Solution Focused Interactions are a relatively new approach to problem resolution and positive change, often helping clients achieve their goals in a short period of time.
Rather than focusing on what the problem is and where it came from, Solution Focused Interactions focus on the future and what we will be doing when the problem is gone. There is little attempt to look at the past, to understand problems, or to explain how the client got where they are today; reflecting one of the approaches key assumptions, that solutions do not necessarily have anything to do with problems.
The methodology draws implicitly on 2500 years of knowledge; from The Buddha to Ludwig Wittgenstein, explicitly on the individual and group work of Milton Erickson and John Weakland, and specifically on the work of Insoo Kim Berg and Steve De Shazer, at the Brief Family Therapy Centre in Milwaukee, Wisconsin.

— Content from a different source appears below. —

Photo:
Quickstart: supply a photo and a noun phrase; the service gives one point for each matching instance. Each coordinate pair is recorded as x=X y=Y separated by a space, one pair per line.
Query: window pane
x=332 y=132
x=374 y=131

This approach is similar to the maze puzzles we used to play as children. If we try and 'solve' the maze we frequently end up going down 'blind alleys' and becoming stuck. However, some of us discovered that if we started at the end of the maze (where we wanted to get to) and worked backwards, the process was much more straightforward and less time consuming.

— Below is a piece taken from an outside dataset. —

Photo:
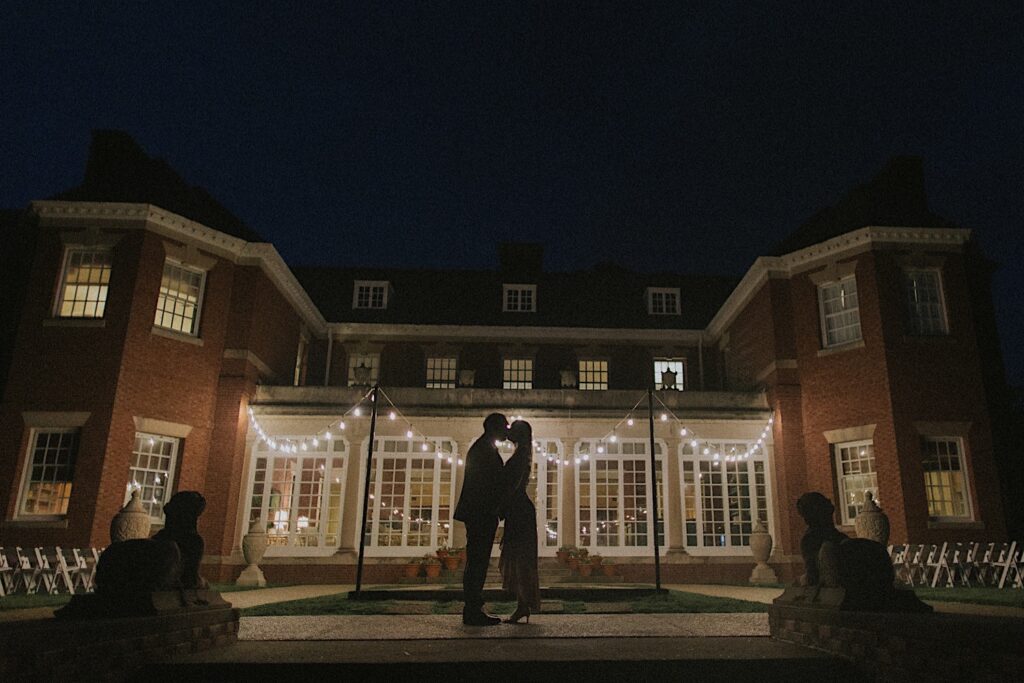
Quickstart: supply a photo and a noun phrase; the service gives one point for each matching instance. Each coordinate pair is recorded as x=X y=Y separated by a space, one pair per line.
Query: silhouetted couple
x=491 y=492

Rather than attempting to trace the background (or supposed cause) of a problem, Solution Focused practitioners are more likely to ask a client, “If you don’t like where you are now (or what you’re doing now), where would you rather be (what would you
rather be doing)?” In many ways it’s a common sense approach: imagine you were in a restaurant and declined the 'Special' because you didn’t like it. Would you expect the waiter to ask you why you didn’t like it, how did you know you didn’t like it, when had you stopped liking it (had your mother cooked it for you as a child); or would you expect the waiter to ask you what you’d like instead? Solution Focused Interactions are like that; they are collaborative exchanges in which client and practitioner co-construct solutions based on what the client wants to achieve.